How the Corsair changes the game
Put simply: low cost, expendable, and hard to deter. The Corsair USV is roughly 24 feet long, tops out above 35 knots, and is marketed with roughly a 1,000‑nautical‑mile range and a 1,000‑pound payload. That means commanders can hit littoral targets without sending sailors into the line of fire. From a tactical view, these one‑way surface drones complicate an adversary’s defenses and give the U.S. a new option for precise strikes on naval infrastructure and small, hardened targets nearshore.
Command, verification, and escalation risks
Questions the Pentagon needs to answer
There are three obvious follow‑ups. First, who exactly planned and directed the strike? CENTCOM claimed responsibility but reporting so far suggests this was separate from routine 5th Fleet Task Force 59 operations. Second, independent verification of damage and casualties is still needed — the CENTCOM video is persuasive but not a full damage assessment. Third, this is a strategic move close to the Strait of Hormuz; it lowers the threshold for tit‑for‑tat escalation. America can use new tools without being reckless, but the line between decisive and destabilizing is thinner than some in Washington admit.

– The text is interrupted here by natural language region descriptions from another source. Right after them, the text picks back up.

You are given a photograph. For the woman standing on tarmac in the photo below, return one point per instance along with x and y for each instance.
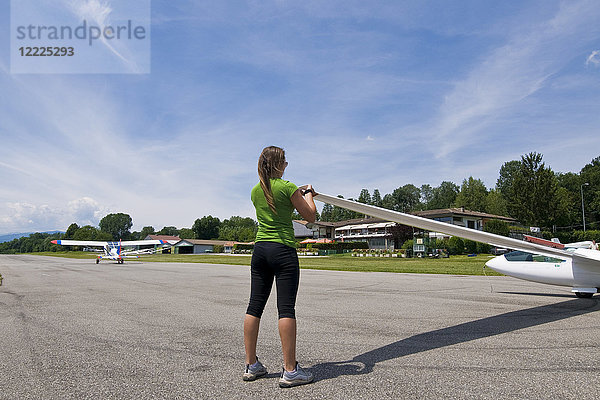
(275, 257)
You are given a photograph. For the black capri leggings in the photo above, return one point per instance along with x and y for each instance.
(272, 259)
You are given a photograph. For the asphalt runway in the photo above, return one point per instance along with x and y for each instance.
(71, 329)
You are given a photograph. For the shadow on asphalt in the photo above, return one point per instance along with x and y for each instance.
(541, 294)
(482, 328)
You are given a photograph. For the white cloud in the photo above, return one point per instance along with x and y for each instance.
(25, 217)
(593, 58)
(511, 73)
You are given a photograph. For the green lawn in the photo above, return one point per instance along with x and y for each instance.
(455, 265)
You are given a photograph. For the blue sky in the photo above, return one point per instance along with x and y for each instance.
(360, 95)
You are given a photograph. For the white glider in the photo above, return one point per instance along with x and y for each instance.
(575, 267)
(114, 250)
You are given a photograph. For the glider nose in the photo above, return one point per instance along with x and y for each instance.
(498, 264)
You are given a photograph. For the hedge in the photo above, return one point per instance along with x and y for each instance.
(573, 236)
(339, 246)
(243, 246)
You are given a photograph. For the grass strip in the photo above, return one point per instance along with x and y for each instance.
(455, 265)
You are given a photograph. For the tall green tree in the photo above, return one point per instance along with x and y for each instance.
(238, 229)
(495, 203)
(117, 225)
(89, 232)
(71, 231)
(186, 233)
(169, 231)
(206, 227)
(376, 199)
(534, 199)
(426, 196)
(364, 197)
(443, 196)
(147, 230)
(590, 174)
(472, 195)
(404, 199)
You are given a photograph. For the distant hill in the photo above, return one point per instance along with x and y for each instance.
(12, 236)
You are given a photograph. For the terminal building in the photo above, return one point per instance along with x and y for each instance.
(380, 233)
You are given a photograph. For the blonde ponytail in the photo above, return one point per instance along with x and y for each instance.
(270, 165)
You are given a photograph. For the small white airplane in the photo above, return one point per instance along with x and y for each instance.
(576, 265)
(114, 250)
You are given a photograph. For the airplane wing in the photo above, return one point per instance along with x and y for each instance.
(91, 243)
(96, 243)
(450, 229)
(141, 242)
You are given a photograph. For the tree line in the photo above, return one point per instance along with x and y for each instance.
(526, 190)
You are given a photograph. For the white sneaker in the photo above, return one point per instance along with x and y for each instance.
(295, 378)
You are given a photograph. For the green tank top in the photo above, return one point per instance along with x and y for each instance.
(275, 227)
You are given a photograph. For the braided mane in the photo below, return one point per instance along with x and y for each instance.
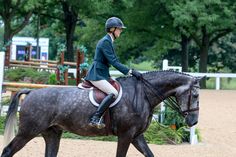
(155, 72)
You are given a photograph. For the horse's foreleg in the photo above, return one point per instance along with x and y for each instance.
(141, 145)
(123, 145)
(52, 138)
(15, 145)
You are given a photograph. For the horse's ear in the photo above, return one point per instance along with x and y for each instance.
(198, 79)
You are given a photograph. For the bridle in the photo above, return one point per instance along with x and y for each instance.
(171, 101)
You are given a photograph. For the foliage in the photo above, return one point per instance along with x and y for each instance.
(2, 123)
(27, 74)
(52, 79)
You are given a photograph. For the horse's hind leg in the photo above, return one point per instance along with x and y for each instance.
(141, 145)
(124, 141)
(52, 138)
(15, 145)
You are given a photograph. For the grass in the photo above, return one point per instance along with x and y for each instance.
(225, 83)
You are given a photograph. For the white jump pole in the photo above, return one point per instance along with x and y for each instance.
(163, 108)
(2, 58)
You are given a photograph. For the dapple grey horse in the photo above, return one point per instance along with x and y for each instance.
(49, 111)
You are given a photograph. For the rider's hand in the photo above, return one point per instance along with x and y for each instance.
(136, 74)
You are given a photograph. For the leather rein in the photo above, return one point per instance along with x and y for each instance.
(171, 101)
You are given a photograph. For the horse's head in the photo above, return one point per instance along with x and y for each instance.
(187, 97)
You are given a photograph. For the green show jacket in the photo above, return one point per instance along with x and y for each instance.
(104, 57)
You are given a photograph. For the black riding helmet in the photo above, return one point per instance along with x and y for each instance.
(113, 22)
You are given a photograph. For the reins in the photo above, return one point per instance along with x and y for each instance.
(171, 101)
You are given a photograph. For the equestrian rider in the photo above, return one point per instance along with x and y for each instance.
(98, 73)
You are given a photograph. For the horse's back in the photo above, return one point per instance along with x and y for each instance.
(56, 106)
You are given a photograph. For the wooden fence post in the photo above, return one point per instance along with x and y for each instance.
(7, 55)
(65, 73)
(79, 60)
(2, 56)
(28, 52)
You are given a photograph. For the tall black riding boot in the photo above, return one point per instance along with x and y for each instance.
(96, 118)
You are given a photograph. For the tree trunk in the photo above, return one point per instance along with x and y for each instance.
(184, 47)
(70, 20)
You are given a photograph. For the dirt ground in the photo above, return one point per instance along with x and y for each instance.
(217, 125)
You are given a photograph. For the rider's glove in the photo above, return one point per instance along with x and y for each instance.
(136, 74)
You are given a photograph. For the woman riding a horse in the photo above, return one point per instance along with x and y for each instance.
(98, 73)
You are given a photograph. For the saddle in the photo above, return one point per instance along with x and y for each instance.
(96, 96)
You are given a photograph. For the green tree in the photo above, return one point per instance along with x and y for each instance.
(205, 21)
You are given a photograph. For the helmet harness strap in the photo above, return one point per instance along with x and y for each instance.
(113, 33)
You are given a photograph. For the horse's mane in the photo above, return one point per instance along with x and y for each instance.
(154, 72)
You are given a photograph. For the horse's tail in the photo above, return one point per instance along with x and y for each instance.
(11, 118)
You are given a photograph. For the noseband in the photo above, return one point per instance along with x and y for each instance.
(171, 102)
(186, 112)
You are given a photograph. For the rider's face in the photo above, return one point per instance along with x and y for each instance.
(118, 32)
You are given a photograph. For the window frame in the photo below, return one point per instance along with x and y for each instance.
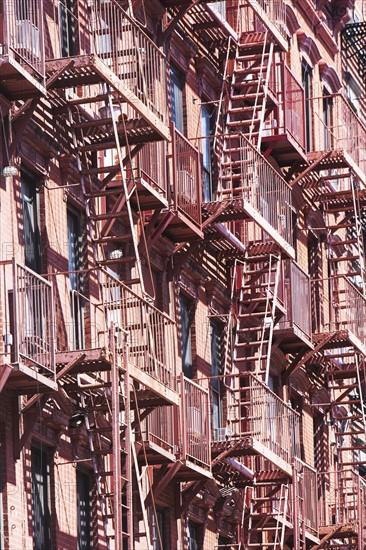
(45, 533)
(177, 89)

Conservative take: applaud resolve, demand clarity
Conservatives who want a safer America should welcome lethal innovation that protects commerce and deters bad actors — especially when it avoids putting more U.S. personnel directly in harm’s way. Still, cheering from the cheap seats isn’t enough. The administration and Pentagon must provide clear answers about operational control, the legal basis for the strikes, and evidence that this degraded Iran’s threats as claimed. And a final word of common sense: use every smart, calibrated tool we have, but don’t mistake new toys for a substitute for strategy. If we’re going to make war harder for Tehran, do it with a plan to finish the job without letting the region spin into uncontrolled escalation.